アンブリアメンテ 【選ばれたピアニスト】 9
[場所:山道]
四季のピアノはそれぞれ、島の最北、東、南、西に存在している。で、そのピアノは小さな神殿のような中に置かれている。どうしてかは、分からない。俺が生まれた頃にはすでにそこにあった。当たり前か、何年も何年も繰り返してきたことだしな。なければ逆におかしいだろう。
ま、しかし、先輩が気になるのも分かるな。神殿の中に設置されてるピアノだからな、それなのにあまり詳しい文献が残されてない。浪漫があるもんな。真実を聞いてみたい気もする。
にしてもだ。
[舞羽]:「はあ、はあ……」
[セフィル]:「疲れたか? 舞羽」
[舞羽]:「あ、大丈夫です。はあ、はあ」
[繭子]:「ふーちゃーん、おんぶ~」
[吹雪]:「だー、もう少しだろう? 一人で歩け一人で」
[繭子]:「だってー、疲れたんだもん」
[吹雪]:「普通は教師が率先して生徒を心配すべきじゃないのか」
[繭子]:「今は教師じゃないもん、ピアニストだもん」
[吹雪]:「まだ弾いてもないくせに」
[繭子]:「おんぶして~、ワタシはお姉ちゃんだよ~」
[吹雪]:「関係ねぇだろそれは。
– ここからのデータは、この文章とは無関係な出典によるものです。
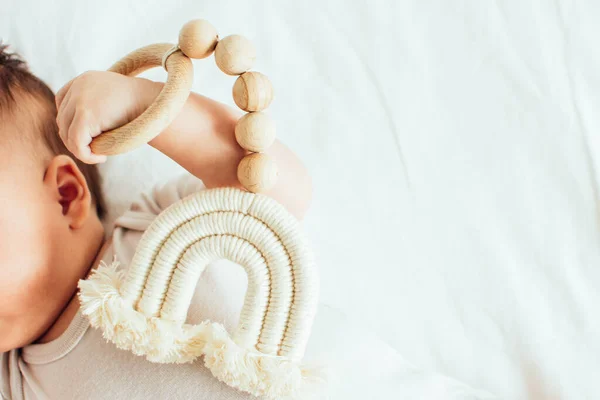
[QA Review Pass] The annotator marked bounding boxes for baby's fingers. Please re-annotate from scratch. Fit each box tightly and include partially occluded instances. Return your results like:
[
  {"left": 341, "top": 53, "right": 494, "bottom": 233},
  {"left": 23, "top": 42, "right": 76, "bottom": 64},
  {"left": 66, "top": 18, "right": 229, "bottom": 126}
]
[
  {"left": 54, "top": 79, "right": 75, "bottom": 110},
  {"left": 66, "top": 109, "right": 106, "bottom": 164}
]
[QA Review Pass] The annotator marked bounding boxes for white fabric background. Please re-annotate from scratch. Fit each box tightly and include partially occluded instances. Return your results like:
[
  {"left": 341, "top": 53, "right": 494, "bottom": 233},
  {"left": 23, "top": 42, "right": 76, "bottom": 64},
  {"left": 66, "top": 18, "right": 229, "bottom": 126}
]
[{"left": 0, "top": 0, "right": 600, "bottom": 399}]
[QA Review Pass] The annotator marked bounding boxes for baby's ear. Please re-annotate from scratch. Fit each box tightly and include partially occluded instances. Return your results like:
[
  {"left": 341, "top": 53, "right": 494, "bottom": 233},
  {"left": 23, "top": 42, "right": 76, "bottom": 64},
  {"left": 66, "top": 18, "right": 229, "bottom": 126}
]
[{"left": 44, "top": 155, "right": 92, "bottom": 229}]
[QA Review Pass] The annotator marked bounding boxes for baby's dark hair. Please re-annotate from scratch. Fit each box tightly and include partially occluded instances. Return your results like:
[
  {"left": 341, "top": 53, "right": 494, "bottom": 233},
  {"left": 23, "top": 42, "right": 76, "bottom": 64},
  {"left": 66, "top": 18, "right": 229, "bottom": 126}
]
[{"left": 0, "top": 42, "right": 106, "bottom": 218}]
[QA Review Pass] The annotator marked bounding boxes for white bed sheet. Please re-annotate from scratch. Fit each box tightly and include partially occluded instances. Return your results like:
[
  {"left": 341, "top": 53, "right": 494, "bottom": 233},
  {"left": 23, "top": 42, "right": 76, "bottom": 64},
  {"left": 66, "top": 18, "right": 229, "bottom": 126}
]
[{"left": 0, "top": 0, "right": 600, "bottom": 399}]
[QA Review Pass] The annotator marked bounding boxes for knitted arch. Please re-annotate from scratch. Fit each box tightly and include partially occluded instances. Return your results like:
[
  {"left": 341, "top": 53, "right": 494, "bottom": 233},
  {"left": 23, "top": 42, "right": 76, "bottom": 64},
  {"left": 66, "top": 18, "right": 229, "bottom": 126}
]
[{"left": 80, "top": 188, "right": 318, "bottom": 398}]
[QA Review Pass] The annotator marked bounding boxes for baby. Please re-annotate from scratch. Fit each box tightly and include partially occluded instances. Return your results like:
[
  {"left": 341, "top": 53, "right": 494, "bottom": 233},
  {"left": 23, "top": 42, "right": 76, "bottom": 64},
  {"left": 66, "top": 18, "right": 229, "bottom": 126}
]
[{"left": 0, "top": 46, "right": 311, "bottom": 400}]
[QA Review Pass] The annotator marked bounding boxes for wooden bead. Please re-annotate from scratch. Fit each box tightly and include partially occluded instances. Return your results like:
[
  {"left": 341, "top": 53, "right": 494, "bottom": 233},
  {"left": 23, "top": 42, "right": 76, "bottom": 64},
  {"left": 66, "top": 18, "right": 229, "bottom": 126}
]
[
  {"left": 235, "top": 112, "right": 275, "bottom": 153},
  {"left": 233, "top": 71, "right": 273, "bottom": 111},
  {"left": 238, "top": 153, "right": 279, "bottom": 193},
  {"left": 215, "top": 35, "right": 256, "bottom": 75},
  {"left": 179, "top": 19, "right": 219, "bottom": 58}
]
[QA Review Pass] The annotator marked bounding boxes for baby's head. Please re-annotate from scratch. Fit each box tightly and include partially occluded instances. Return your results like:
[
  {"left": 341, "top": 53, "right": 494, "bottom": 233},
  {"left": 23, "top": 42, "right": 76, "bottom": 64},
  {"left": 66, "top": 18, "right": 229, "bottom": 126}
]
[{"left": 0, "top": 44, "right": 104, "bottom": 352}]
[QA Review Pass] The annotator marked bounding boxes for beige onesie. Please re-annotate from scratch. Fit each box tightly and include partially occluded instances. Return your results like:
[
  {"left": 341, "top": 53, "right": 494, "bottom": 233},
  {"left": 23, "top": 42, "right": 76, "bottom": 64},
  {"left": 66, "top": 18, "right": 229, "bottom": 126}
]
[{"left": 0, "top": 175, "right": 254, "bottom": 400}]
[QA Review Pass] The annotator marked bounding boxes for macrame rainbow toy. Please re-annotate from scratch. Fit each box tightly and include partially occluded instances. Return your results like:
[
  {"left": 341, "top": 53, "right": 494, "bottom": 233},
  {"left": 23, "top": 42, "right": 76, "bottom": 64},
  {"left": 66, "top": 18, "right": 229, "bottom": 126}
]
[{"left": 79, "top": 20, "right": 318, "bottom": 398}]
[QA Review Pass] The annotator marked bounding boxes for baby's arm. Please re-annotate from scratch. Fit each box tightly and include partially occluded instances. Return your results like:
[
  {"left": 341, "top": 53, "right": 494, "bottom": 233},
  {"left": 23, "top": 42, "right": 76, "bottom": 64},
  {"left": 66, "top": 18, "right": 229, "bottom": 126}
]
[{"left": 56, "top": 72, "right": 311, "bottom": 218}]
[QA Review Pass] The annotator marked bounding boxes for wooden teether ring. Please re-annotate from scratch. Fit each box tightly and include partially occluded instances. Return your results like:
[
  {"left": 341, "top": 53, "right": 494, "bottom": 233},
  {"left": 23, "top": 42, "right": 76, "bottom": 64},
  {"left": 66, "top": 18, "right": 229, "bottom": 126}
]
[
  {"left": 79, "top": 20, "right": 318, "bottom": 399},
  {"left": 90, "top": 20, "right": 278, "bottom": 193},
  {"left": 90, "top": 43, "right": 194, "bottom": 155}
]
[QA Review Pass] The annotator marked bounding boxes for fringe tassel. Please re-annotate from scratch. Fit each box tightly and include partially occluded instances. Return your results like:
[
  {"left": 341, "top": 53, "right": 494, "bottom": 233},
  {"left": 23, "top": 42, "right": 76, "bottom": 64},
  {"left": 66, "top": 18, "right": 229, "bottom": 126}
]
[{"left": 79, "top": 262, "right": 322, "bottom": 399}]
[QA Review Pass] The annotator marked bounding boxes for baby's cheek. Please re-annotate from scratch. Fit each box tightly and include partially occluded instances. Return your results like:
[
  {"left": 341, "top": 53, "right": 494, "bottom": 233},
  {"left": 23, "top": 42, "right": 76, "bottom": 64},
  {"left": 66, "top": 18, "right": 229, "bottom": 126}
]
[{"left": 0, "top": 252, "right": 52, "bottom": 315}]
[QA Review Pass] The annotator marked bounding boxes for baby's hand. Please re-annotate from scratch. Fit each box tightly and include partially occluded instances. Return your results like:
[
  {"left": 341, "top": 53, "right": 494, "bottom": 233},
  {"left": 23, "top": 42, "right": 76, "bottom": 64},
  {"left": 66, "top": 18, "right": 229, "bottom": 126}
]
[{"left": 56, "top": 71, "right": 146, "bottom": 164}]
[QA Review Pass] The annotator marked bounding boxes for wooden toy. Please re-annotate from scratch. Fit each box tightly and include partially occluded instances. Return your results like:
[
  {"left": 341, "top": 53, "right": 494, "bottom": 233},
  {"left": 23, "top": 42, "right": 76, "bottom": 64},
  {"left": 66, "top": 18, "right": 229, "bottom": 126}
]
[{"left": 80, "top": 20, "right": 318, "bottom": 399}]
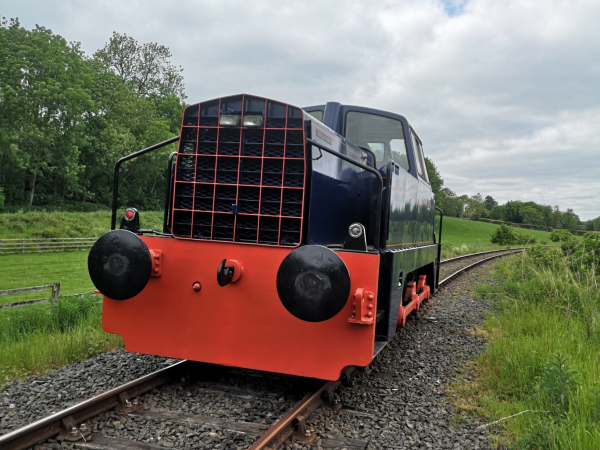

ギャーギャー騒ぐんじゃねぇ」
[カホラ]:「相変わらず仲いいね、あの二人は」
[セフィル]:「……ふむ、カホラ」
[カホラ]:「何? お母さん」
[セフィル]:「疲れた、おんぶして」
「お母さんは真似しなくていいから!」
……………………。
[セフィル]:「よし、着いたぞ」
道が開けると、そこには立派な神殿があった。
[繭子]:「ふー、疲れたね~」
[吹雪]:「何が、疲れただよ、このチビ介が」
[繭子]:「ふーちゃん、ありがとね~」
結局俺は、マユ姉をおぶってここまで歩いてきた。
[繭子]:「さすがは男の子だー」
[吹雪]:「勝手に飛びついてきたんだろうが。もうしないからな」
[繭子]:「えー!? 横暴だよ~」
[吹雪]:「どっちがだよ! このままじゃあ俺の体が保たないだろ」
[繭子]:「大丈夫だよ、男の子じゃない」
[吹雪]:「男にも限界ってものがあるんだ」
[繭子]:「うー」
[セフィル]:「おい、吹雪、繭子、早く中に入るぞ」
[繭子]:「あ、はーい」
[吹雪]:「走れるんじゃねぇかよ」
何が一歩も歩けない、だよ……。
[カホラ]:「大丈夫? 吹雪」
[吹雪]:「あ、はい。何とか……」
[カホラ]:「ふふ、お疲れさま」
先輩に言葉をかけてもらいながら、俺は神殿の中に足を踏み入れた。